When Great Britain entered the First World War, Charteris accompanied the now commander of the I Corps Haig as an aide-de-camp to France. Although he had no previous experience in educational issues, Haig commissioned him in the fall of 1914 to set up an appropriate organization for the I Corps. His good knowledge of German and French suited him well. Various historians point out that it is likely that Charteris himself invented the legend of the "angel of Mons" who protected the British in the battle of Mons . His contemporary, journalist Philip Gibbs , pointed out that Lord Kitchener's- led War Office's refusal to officially accredit journalists encouraged such outlandish rumors and fantasies. Various other propaganda tales of this time, such as the one of the prisoner "crucified" by the Germans or that of the cadaver disposal agencies , are said to go back directly or indirectly to Charteris.

Charteris remained under Haig in his own capacity when he became Commander in Chief of the First Army and later the BEF, and was quickly promoted to the rank of general.
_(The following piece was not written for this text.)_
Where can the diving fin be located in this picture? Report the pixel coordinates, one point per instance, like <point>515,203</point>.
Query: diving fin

He was considered a hard worker who did not spare his health, and his briefings about the German battle orders are generally said to have been fairly accurate and accurate. However, this was less true of his assessments of German morality and German recruiting potential, which were mostly overly optimistic and crossed with the more pessimistic assumptions of his superior in the War Office, Sir George Macdonogh . Haig defended his protégé against the frequent criticism by saying that such pessimism ultimately undermined the morale of the troops and thus did nothing to achieve victory. Historian Christopher Andrew believes that the poor planning and poor execution of the 1916 Battle of the Somme is at least partly due to the failure of Charteris, who led Haig to believe that a German collapse was expected before the end of the year.

In the Third Battle of Flanders and the Battle of Cambrai in 1917, the British did not achieve the breakthrough they had hoped for. After the latter, an official investigation was made and the War Minister Lord Derby asked Haig to remove Charteris. In January 1918 he was demoted to deputy transport manager in France and replaced by Edgar William Cox . Nevertheless, he continued to exert a not inconsiderable influence on Haig's assessments of the situation for the rest of the war.

After the end of the war, Charteris was appointed Companion of the Order of St Michael and St George at the New Year's ceremonies in 1919 , after having been the holder of the Distinguished Service Order since 1915 . After being used again in India and at the headquarters of the British Eastern Command , he left the Army in 1922.

Charteris was the Scottish Unionist Party MP for Dumfriesshire from 1924 to 1929 . After leaving Parliament, he worked as a writer, among other things, as Haig's biographer and with an autobiographical account of his wartime at the GHQ.

Charteris had three sons with his wife Noel Emily Beatrice Hodgson since 1913. He died in 1946 at the age of 69 and was buried in the Tinwald Kirk cemetery in Dumfriesshire.